This bill amends the Aamodt Litigation Settlement Act to allow for the extension of Regional Water System completion deadlines upon the mutual agreement of all involved parties.
Teresa Leger Fernandez
Representative
NM-3
This bill amends the Aamodt Litigation Settlement Act to allow for the extension of deadlines related to the completion of the Regional Water System. It permits these extensions provided that all involved parties—the Pueblos, the United States, the State, the City, and the County—mutually agree that the adjustment is reasonably necessary.
This bill updates the Aamodt Litigation Settlement Act to create a safety valve for the construction of a massive Regional Water System. Specifically, it amends Section 623(g) to allow for the extension of project deadlines that were previously set in stone. However, the bill is clear that this isn't a unilateral move; for any date to change, five specific groups—the Pueblos, the U.S. government, the State, the City, and the County—must all formally agree that the extension is 'reasonably necessary.' It’s essentially a 'unanimous consent' rule for a multi-million dollar plumbing project.
In the world of massive infrastructure, delays are as common as morning traffic. Whether it's a construction crew hitting unexpected bedrock or a supply chain hiccup, projects of this scale rarely hit every milestone on the first try. Under the current rules, missing a deadline could trigger legal headaches or funding issues. This bill introduces flexibility by letting the stakeholders hit the pause button together. For a local resident or a small business owner waiting on this water system, this means the project is less likely to collapse under the weight of rigid legal deadlines, provided everyone at the table is on the same page.
While flexibility is generally good, the requirement for all five parties to agree is a high bar. Imagine trying to get five different roommates to agree on a new move-in date; now multiply that by the complexity of tribal sovereignty, federal oversight, and local tax budgets. Because the bill uses the phrase 'reasonably necessary,' there is a bit of a gray area. If the City thinks a delay is reasonable but the County thinks the contractor just needs to work faster, the deadline stays exactly where it is.
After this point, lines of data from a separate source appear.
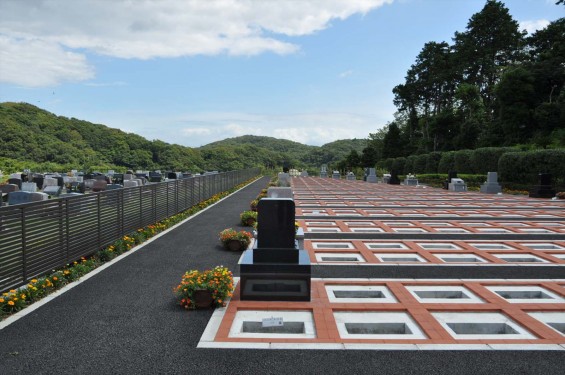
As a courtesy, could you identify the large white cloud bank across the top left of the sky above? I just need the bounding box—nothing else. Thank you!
[0,0,393,86]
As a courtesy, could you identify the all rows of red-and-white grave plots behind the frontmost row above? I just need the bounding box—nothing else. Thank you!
[293,178,565,265]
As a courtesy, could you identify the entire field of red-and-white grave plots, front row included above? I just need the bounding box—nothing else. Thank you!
[205,177,565,350]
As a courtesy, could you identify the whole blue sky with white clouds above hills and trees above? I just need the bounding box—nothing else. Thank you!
[0,0,565,147]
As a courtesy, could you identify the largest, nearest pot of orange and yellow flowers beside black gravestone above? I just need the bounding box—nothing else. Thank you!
[173,266,233,309]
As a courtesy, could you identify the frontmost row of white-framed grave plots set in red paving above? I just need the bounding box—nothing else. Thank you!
[198,278,565,350]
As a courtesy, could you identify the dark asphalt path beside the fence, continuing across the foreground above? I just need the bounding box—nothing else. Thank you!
[0,178,565,375]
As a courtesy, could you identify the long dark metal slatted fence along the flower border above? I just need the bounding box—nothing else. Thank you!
[0,169,260,291]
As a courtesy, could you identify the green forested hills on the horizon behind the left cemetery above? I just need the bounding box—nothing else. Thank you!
[0,102,367,171]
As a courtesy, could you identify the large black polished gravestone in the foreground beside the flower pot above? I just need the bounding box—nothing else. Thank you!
[239,198,311,301]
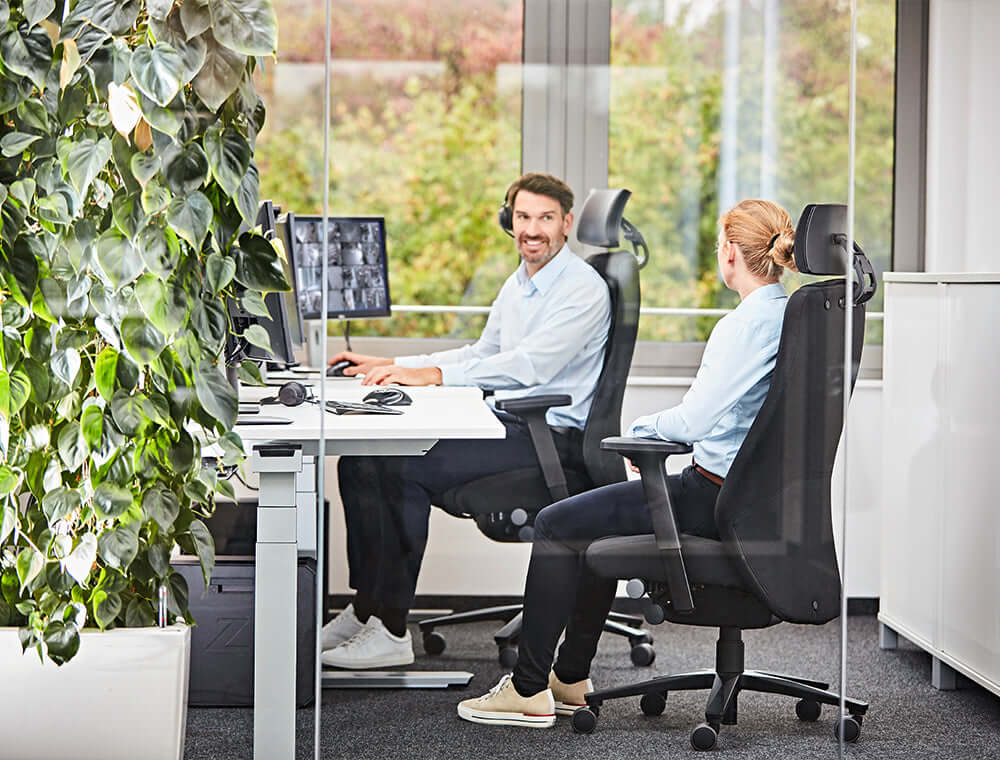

This setup protects each party from being steamrolled by the others, but it also means one holdout can keep the original, potentially unrealistic timeline in place.
Ultimately, this is about keeping a long-running water settlement on the tracks. By allowing these five entities to renegotiate the schedule, the bill acknowledges that real-world construction doesn't always follow a legislative calendar. For the people living in the affected areas, this bill doesn't change who gets water or how much it costs today, but it ensures that the legal framework governing their future water supply is flexible enough to survive the practical challenges of building a regional system. It’s a bureaucratic tune-up designed to prevent a total breakdown of the agreement if the calendar proves too ambitious.